Surprisingly, neither the neurogenetic group (including, for example, mitochondrial disorders patients) nor the non-diagnosed neurological patients showed reduced plasma CoQ values. Furthermore, the average plasma CoQ values in these 2 groups of patients were almost identical to those of the control group. Moreover, the NGS assessment of those selected cases with a complex neurological phenotype and CoQ deficiency failed to detect pathogenic mutations in the candidate genes, confirming that plasma CoQ status is quite stable, probably tightly regulated, and may not be a good biomarker to reflect systemic (brain, muscle) CoQ status. Thus, plasma CoQ would not be a good biomarker to demonstrate genetic diseases associated with CoQ deficiency. In fact, a high percentage of mitochondrial disease patients and those having primary genetic disturbances in CoQ biosynthesis show a CoQ deficient status in tissues (fibroblast, muscle) but not in plasma36. However, it has been demonstrated after a genome-wide association study that serum CoQ levels identify susceptibility loci linked to neuronal disease (Alzheimer’s disease, autism, and schizophrenia)37. No patients with these diseases were investigated in the present study, and this would explain these differences.
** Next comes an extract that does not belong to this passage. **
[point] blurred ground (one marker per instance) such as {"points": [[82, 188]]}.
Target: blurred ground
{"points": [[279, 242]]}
CoQ values may be influenced by several genetic and environmental conditions, including changes in dietary habits and cholesterol patterns. Since, therefore the variation amongst individuals may be great, single and isolated CoQ determinations in patients are probably no sufficient for detecting a real CoQ suboptimal status or for indicating CoQ supplementation.

In conclusion, low plasma CoQ values is neither a common finding in most of neuropediatric patients nor a good biomarker to predict genetic conditions leading to primary CoQ deficiency. On the contrary, plasma CoQ monitoring in selected groups of patients with different IEM (especially in PKU and MPS patients, but also in organic acidemias and aminoacidopathies under protein-restricted diets) seems advisable to prevent the possibility of a chronic low blood CoQ values in such groups of patients.